Independent thought requires effort and work, but the payoff is immeasurable. For one thing, it introduces different perspectives and viewpoints, which can be educational in nature. Another aspect of independent thought is that it leads us to carry our convictions with courage and to have faith in our ability to decide what is best for ourselves.
"It is the mark of an educated mind to be able to entertain a thought without accepting it."—Aristotle
According to the article How Many Thoughts Does Your Mind Think in One Hour?, cognition experts claim the human mind experiences between 60,000 and 80,000 thoughts a day or a few thousand every hour. Thus, the act of thinking critically includes considering those thoughts that carry importance and discarding or ignoring those that do not.
Say you leave the iron on when you leave the house. You get down the driveway, suddenly remember that you left it on, go back inside and turn it off. Your day continues as normal, or does it? Here's what may happen next:
“That was so stupid, I could have burned down the house."
"What if I forget to turn the stove off after I make breakfast? The kids will burn a hand off!"
"What will my husband/wife think when they hear about it?"
"Am I going senile?"
This is what we call "telling our story." The stories we tell ourselves, however, are not the facts. The fact is you left the iron on, remembered because you're smart, turned it off, and diverted a disaster. Additionally, now that you've learned from this experience, you'll be more conscientious next time, and your family may also pick up on your good habits. That's the path of the critical thinker.
"The important thing is not to stop questioning. Curiosity has its own reason for existing."—Albert Einstein
Few men in history are able to match Einstein for critical thinking capacity. This bit of wisdom has timeless implications for the lives of all learners young and old, and both inside and outside school.
Inherent curiosity is one of the defining traits of highly effective critical thinkers. With that curiosity comes the practice of questioning to explore, discover, and reveal. This is why through using essential and herding questions in our teaching, we drive learners' curiosity by engaging them in exploring a topic through questions that begin big and get increasingly specific as more discover its are made.
Consider also that curiosity is like exercise for the brain, combatting boredom and stagnation by making the brain more active and energized. By being curious, we seek out possibilities and perceive things we normally wouldn't see. Or, we end up seeing them in a completely different light.
"My father used to say 'Don't raise your voice, improve your argument.'"—Desmond Tutu
This can happen when someone not nearly as informed as they thought suddenly has their tightly-held view challenged by either logic or hard data. Since our views are important to us and partly define who we are, this can be threatening. As a result, such an individual might react impulsively and out of fear, their first inclination being to raise their voice to drown out the offending opposition.

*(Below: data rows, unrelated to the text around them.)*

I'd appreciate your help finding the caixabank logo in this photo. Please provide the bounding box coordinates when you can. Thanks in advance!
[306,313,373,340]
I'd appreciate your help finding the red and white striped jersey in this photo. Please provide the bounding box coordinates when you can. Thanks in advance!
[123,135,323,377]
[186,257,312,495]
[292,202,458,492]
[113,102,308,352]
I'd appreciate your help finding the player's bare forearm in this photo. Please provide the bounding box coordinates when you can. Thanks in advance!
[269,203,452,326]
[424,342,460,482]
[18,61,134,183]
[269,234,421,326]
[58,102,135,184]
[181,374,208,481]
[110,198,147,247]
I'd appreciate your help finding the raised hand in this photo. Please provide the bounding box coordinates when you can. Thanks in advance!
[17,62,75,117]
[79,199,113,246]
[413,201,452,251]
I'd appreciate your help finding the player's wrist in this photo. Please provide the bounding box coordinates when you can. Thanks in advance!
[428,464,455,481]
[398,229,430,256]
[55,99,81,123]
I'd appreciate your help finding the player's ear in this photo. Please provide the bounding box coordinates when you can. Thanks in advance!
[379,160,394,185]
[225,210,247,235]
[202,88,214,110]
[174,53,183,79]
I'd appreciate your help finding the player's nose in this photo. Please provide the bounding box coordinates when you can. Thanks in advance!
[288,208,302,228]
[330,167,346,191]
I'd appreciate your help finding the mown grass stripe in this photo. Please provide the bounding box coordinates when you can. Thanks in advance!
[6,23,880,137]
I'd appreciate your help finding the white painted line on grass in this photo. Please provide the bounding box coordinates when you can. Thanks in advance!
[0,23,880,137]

Critical thinkers don't work that way. Instead, they come prepared to open discussions with a solid bedrock of knowledge and experience to rest on the discussion topic. They'll listen openly to the views of others and consider anything that another's perspective may have to teach them, and share in any and all discussions constructively as possible.

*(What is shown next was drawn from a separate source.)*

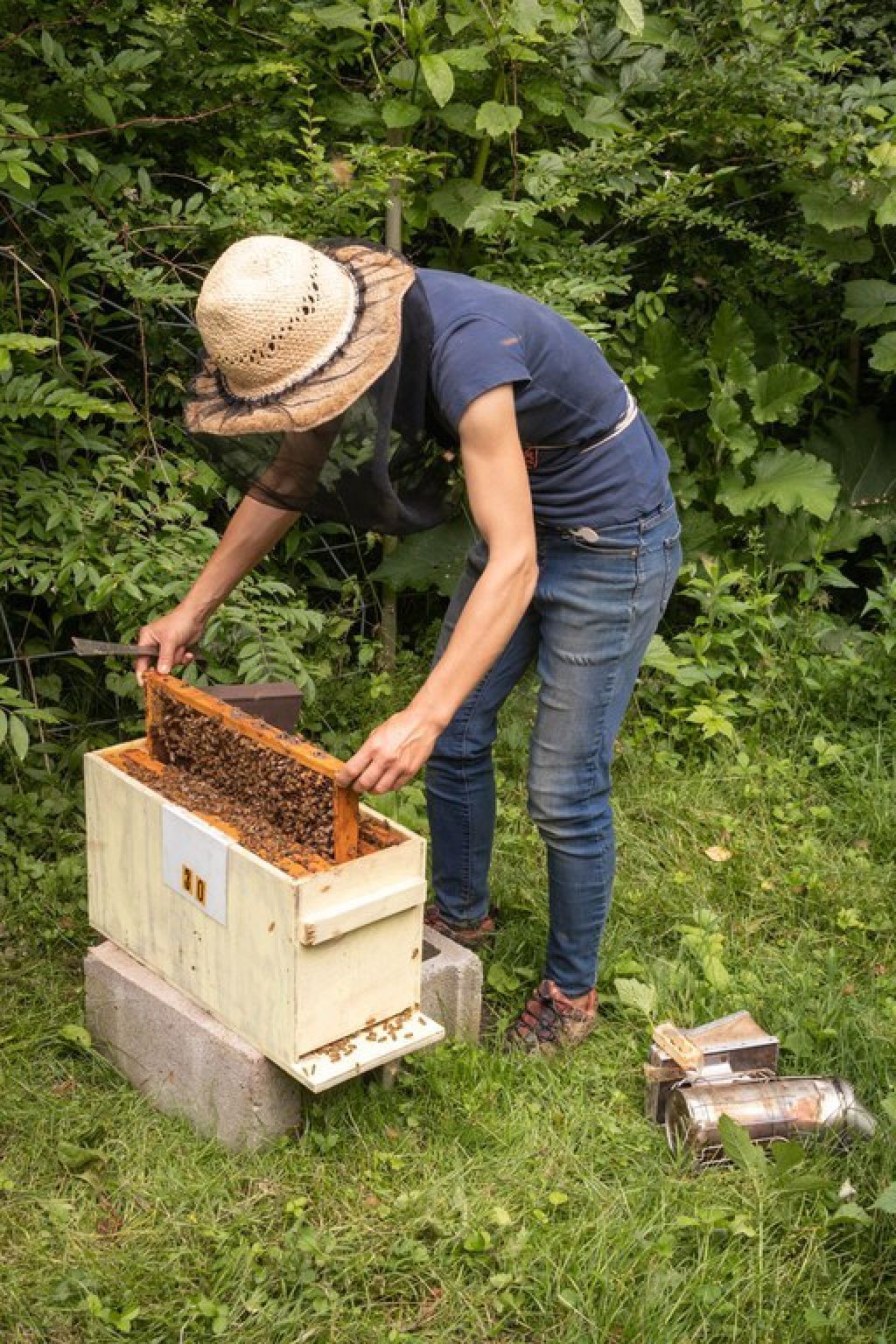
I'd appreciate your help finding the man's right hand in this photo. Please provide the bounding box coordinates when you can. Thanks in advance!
[135,606,206,685]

The point is, critical thinkers seek to improve their positions in an argument logically, and with respect for an opposer. This is how we transform conflict into conversation.
"Read not to contradict and confute; nor to believe and take for granted; nor to find talk and discourse; but to weigh and consider."—Francis Bacon
There is so much opinion and perspective in the world being shared freely through both online and offline channels that one must truly be able to read something without taking it immediately to heart. Analytical skills for reading are thus valuable skills to foster in our learners. One thing we can do for them in this vein is to encourage them to ask thoughtful questions as they read.
The purpose for this is simple; not only does it cultivate independent critical thinking skills, but it helps students enjoy reading more. Rather than passively consuming the words they read, they are questioning and observing, looking for hidden meanings, recognizing patterns and relations to experiences they’ve had, and more.
There is an inherent danger in taking what we read at face value, and there always has been. This is why we continue to teach the skills of Information Fluency to our learners, and why the capacity to think critically about what we read factors greatly into its process.